Until recently, recycling cotton was not possible for technical reasons. A team of researchers at Fraunhofer IAP was the first to produce a viscose filament yarn made of recycled cotton.
Cotton clothing is usually incinerated, converted into cleaning rags or ends up in the landfill. “One day soon it will be possible to recycle it over and over again – to produce new garments from used shirts, pants and dresses,” says Dr. André Lehmann, researcher at the Fraunhofer Institute for Applied Polymer Research IAP in Potsdam. Working on behalf of the Swedish company re:newcell, the chemist and his team succeeded in converting the pulp from recycled cotton into viscose rayon fibers made of pure cellulose – one step closer to greater sustainability in the fashion industry.
Although Germany does recycle old clothes, they end up as inferior products such as cleaning cloths rather than new garments. This is because pants, shirts and other articles of clothing are rarely made from a single type of fabric. There has never been a way to separate the intertwined fibers of these blends.
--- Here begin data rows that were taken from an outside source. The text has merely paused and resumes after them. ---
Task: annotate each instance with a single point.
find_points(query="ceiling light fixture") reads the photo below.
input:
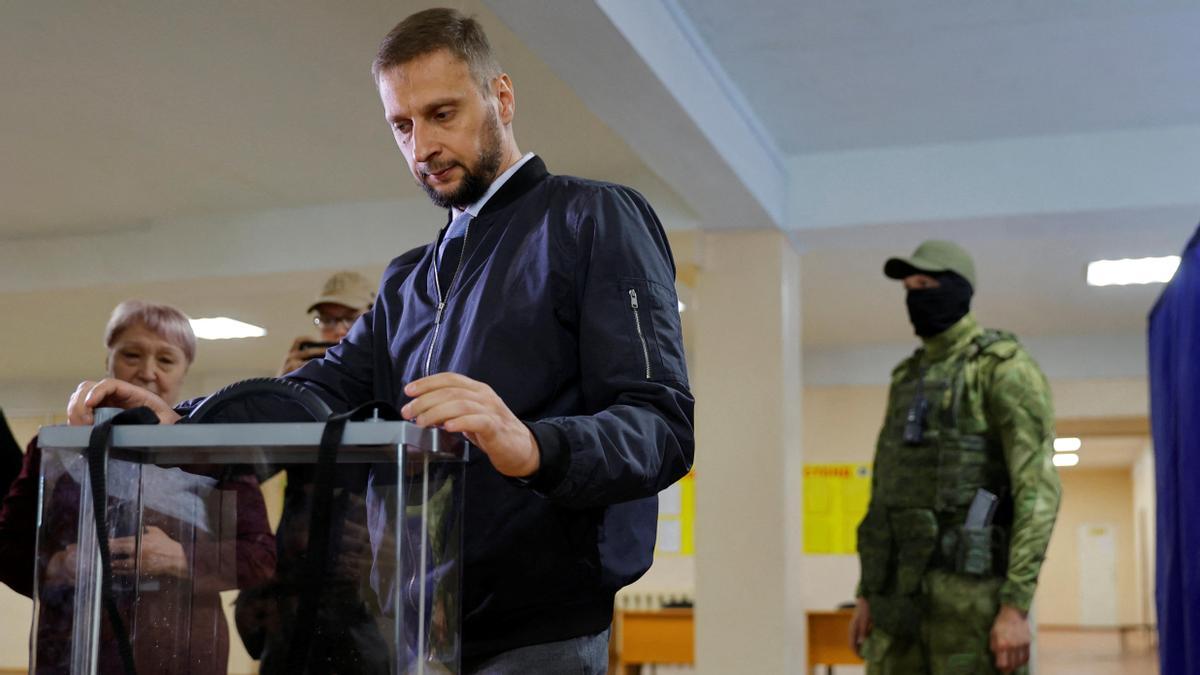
(1132, 270)
(225, 328)
(1067, 444)
(1066, 459)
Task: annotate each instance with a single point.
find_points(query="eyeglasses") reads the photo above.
(329, 322)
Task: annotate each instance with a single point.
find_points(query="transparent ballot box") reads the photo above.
(352, 567)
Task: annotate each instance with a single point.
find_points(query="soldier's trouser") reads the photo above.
(954, 634)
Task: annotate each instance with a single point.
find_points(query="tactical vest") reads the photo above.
(923, 488)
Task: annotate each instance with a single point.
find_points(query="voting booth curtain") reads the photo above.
(1175, 420)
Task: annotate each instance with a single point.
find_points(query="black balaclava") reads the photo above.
(933, 310)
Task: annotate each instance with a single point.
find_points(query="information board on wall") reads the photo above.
(835, 497)
(677, 517)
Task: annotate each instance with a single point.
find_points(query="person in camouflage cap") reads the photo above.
(964, 493)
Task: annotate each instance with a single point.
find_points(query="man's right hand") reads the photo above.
(114, 394)
(861, 625)
(298, 357)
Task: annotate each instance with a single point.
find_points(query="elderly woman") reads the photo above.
(168, 579)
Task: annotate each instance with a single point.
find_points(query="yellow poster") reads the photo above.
(677, 515)
(835, 497)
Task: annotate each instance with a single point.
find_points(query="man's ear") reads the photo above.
(502, 88)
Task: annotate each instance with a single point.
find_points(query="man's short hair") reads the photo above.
(432, 30)
(165, 320)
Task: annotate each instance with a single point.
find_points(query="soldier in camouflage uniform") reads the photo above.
(946, 583)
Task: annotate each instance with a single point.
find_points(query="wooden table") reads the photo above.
(829, 639)
(669, 635)
(663, 635)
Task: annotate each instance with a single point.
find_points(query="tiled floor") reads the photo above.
(1095, 652)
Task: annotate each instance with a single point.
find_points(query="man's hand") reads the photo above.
(160, 555)
(115, 394)
(861, 625)
(462, 405)
(298, 357)
(1011, 639)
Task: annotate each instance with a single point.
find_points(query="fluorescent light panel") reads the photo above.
(1132, 270)
(1067, 444)
(225, 328)
(1066, 459)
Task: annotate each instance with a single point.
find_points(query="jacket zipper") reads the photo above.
(641, 336)
(442, 300)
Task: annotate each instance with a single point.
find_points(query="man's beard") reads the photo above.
(475, 180)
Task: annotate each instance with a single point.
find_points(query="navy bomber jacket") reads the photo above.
(565, 305)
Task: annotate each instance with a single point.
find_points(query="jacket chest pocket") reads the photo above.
(654, 334)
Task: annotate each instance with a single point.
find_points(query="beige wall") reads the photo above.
(1089, 497)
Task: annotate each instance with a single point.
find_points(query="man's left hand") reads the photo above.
(462, 405)
(1011, 639)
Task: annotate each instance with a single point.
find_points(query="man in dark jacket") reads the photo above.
(543, 324)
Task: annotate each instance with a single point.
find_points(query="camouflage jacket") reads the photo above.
(1006, 399)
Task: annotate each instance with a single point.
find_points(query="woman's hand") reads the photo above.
(160, 555)
(117, 394)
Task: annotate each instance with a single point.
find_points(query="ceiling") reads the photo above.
(141, 117)
(127, 114)
(835, 75)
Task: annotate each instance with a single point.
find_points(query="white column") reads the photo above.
(749, 611)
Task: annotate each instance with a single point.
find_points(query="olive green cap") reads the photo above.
(933, 256)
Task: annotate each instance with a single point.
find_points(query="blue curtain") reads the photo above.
(1175, 423)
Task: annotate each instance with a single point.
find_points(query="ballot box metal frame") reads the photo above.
(373, 441)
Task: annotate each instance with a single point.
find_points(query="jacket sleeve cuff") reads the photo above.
(1015, 596)
(553, 458)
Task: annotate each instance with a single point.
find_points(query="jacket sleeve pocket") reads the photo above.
(654, 334)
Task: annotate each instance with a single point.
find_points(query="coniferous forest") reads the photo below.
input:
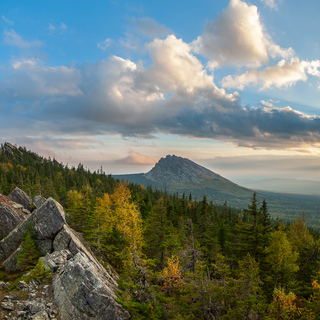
(179, 257)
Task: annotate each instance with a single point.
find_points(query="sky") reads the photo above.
(232, 85)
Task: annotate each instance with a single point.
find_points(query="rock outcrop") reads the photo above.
(11, 215)
(19, 196)
(81, 286)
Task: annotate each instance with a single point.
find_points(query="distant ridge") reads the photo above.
(173, 170)
(175, 174)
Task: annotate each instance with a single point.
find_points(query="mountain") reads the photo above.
(176, 174)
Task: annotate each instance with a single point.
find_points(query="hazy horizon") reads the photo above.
(231, 85)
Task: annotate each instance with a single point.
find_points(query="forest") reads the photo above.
(179, 257)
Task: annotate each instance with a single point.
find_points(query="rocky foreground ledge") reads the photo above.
(81, 287)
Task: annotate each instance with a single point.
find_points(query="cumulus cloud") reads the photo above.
(271, 3)
(149, 27)
(237, 37)
(103, 45)
(13, 39)
(284, 74)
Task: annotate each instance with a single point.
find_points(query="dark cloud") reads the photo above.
(174, 95)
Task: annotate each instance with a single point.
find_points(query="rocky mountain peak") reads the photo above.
(177, 170)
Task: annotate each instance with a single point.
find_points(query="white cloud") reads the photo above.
(237, 37)
(284, 74)
(103, 45)
(149, 27)
(14, 39)
(7, 20)
(271, 3)
(173, 95)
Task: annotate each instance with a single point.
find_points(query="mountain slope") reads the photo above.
(176, 174)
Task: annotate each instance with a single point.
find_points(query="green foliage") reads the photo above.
(29, 254)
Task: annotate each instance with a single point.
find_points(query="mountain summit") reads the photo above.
(173, 170)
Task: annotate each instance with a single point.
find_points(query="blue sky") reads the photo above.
(121, 84)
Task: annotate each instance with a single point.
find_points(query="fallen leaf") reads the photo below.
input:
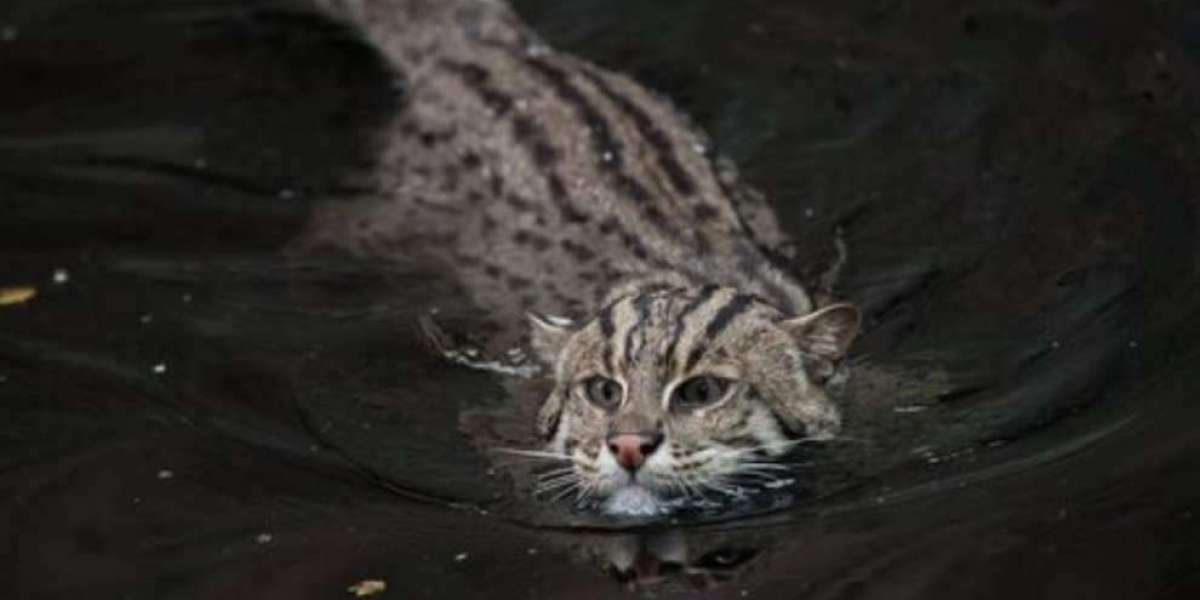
(367, 588)
(15, 295)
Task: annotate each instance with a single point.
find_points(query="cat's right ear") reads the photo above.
(549, 335)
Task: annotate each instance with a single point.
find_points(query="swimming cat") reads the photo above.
(683, 355)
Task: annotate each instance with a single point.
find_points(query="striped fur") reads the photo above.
(549, 185)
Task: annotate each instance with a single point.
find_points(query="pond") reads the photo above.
(190, 411)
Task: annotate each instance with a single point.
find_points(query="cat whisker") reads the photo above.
(556, 473)
(533, 454)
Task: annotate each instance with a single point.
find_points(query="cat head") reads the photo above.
(681, 391)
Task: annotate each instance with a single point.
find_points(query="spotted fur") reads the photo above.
(551, 186)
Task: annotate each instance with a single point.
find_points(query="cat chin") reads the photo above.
(634, 501)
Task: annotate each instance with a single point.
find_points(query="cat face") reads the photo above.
(679, 393)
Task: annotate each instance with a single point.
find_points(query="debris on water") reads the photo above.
(471, 359)
(633, 501)
(367, 588)
(15, 295)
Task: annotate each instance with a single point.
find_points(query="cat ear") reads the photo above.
(826, 333)
(549, 335)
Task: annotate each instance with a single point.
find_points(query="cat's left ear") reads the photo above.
(549, 335)
(826, 333)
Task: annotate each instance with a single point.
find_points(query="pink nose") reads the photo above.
(633, 449)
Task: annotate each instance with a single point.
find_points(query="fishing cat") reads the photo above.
(683, 357)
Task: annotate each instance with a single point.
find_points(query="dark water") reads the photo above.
(186, 413)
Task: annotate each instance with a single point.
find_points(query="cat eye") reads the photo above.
(699, 391)
(603, 391)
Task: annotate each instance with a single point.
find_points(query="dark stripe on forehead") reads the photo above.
(607, 327)
(643, 312)
(737, 306)
(706, 293)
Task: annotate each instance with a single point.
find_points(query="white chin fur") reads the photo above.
(633, 501)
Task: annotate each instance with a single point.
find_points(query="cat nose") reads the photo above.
(633, 449)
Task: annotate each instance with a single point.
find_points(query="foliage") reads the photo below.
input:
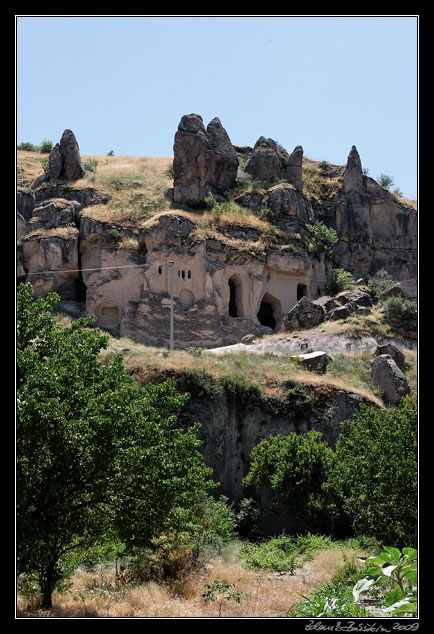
(45, 163)
(328, 601)
(219, 590)
(321, 239)
(27, 147)
(350, 571)
(97, 455)
(296, 466)
(376, 472)
(338, 280)
(93, 164)
(401, 571)
(385, 181)
(400, 314)
(379, 283)
(284, 553)
(46, 146)
(278, 554)
(246, 518)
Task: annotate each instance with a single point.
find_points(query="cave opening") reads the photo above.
(301, 291)
(266, 315)
(235, 306)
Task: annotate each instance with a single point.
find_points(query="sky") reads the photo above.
(122, 84)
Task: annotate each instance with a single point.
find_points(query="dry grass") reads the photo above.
(264, 594)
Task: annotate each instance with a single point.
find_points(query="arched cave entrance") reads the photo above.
(301, 291)
(235, 305)
(270, 312)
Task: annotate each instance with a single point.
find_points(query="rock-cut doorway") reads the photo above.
(270, 312)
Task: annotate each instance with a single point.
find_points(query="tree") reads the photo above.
(296, 467)
(320, 239)
(376, 472)
(98, 456)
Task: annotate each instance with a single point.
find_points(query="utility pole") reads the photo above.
(171, 306)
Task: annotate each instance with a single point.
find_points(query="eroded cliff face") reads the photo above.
(222, 290)
(235, 419)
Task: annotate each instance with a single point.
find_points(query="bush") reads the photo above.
(296, 467)
(400, 314)
(28, 147)
(338, 280)
(321, 238)
(278, 554)
(46, 146)
(328, 601)
(376, 472)
(379, 283)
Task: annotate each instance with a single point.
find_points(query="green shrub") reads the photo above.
(328, 601)
(376, 472)
(379, 283)
(400, 314)
(296, 466)
(278, 554)
(28, 147)
(46, 146)
(338, 280)
(321, 238)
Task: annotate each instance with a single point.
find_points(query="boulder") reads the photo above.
(55, 163)
(294, 167)
(25, 202)
(283, 201)
(341, 312)
(55, 213)
(359, 296)
(221, 158)
(388, 377)
(189, 162)
(406, 290)
(394, 352)
(264, 163)
(313, 360)
(353, 176)
(72, 169)
(305, 314)
(250, 200)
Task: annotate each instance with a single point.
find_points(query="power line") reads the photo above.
(102, 268)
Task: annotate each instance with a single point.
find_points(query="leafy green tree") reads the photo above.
(98, 456)
(338, 280)
(385, 181)
(321, 238)
(296, 467)
(376, 472)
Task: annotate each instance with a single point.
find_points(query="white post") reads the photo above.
(171, 306)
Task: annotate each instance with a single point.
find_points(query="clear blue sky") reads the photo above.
(122, 83)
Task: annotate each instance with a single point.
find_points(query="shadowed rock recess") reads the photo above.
(239, 279)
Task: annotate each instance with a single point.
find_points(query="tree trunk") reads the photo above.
(47, 582)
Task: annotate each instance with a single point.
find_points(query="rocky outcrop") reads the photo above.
(234, 422)
(353, 176)
(305, 314)
(295, 167)
(221, 158)
(265, 162)
(389, 378)
(189, 162)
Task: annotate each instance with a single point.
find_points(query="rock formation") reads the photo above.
(189, 162)
(388, 377)
(221, 293)
(221, 158)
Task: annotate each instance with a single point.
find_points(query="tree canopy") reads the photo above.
(98, 456)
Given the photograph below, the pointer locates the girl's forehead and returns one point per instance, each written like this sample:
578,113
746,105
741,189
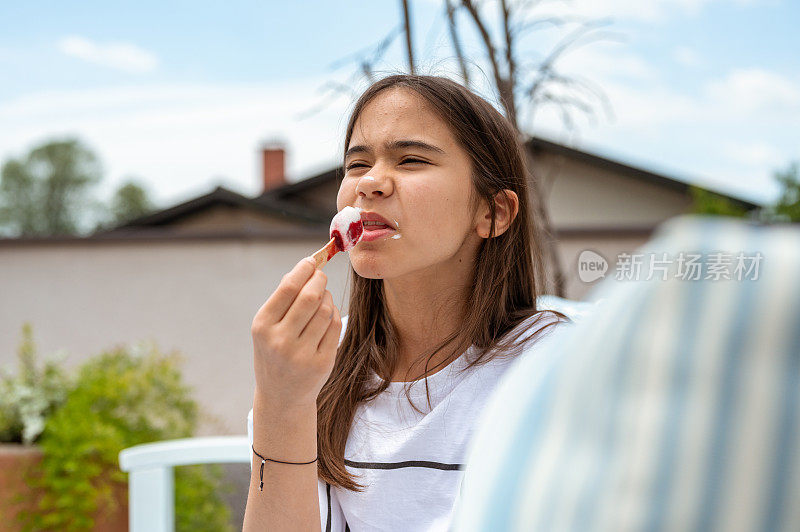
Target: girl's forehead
399,112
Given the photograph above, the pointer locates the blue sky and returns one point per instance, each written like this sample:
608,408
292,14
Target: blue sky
180,95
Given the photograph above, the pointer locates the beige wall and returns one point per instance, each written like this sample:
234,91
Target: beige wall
609,247
197,297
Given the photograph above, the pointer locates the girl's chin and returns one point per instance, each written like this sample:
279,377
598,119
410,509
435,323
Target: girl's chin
370,265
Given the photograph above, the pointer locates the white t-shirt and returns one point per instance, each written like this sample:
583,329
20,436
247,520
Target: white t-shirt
411,463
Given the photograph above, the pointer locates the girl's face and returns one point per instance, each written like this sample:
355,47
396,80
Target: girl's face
404,167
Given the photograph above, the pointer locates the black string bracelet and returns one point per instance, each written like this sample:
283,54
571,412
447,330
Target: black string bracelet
265,460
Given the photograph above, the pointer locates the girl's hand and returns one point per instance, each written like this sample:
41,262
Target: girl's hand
295,335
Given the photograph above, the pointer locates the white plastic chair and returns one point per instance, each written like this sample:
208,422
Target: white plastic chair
151,490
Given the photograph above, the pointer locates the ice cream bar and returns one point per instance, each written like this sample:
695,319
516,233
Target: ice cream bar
346,230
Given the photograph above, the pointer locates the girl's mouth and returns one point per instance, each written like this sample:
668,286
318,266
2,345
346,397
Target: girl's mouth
374,230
The textile industry usually uses pulp as the starter material for producing regenerated cellulosic fibers such as viscose rayon, modal and lyocell. The feedstock for this pulp is usually wood. “However, re:newcell sent us cellulose sheets made of recycled cotton and asked us to find out if they could be converted into viscose rayon fibers. “We were able to extract the foreign fibers from the pulp by setting the right parameters for both the dissolving and spinning processes, for example, with effective filtration stages,” says the researcher. This yielded a filament yarn – that is, a continuous strand of fiber several kilometers long consisting of 100 percent cellulose, the quality of which is comparable to that of wood-based regenerated cellulosic fiber. Compatible with the standard industrial process for making viscose rayon, the new fibers spun from this cotton pulp are suitable for mass manufacturing.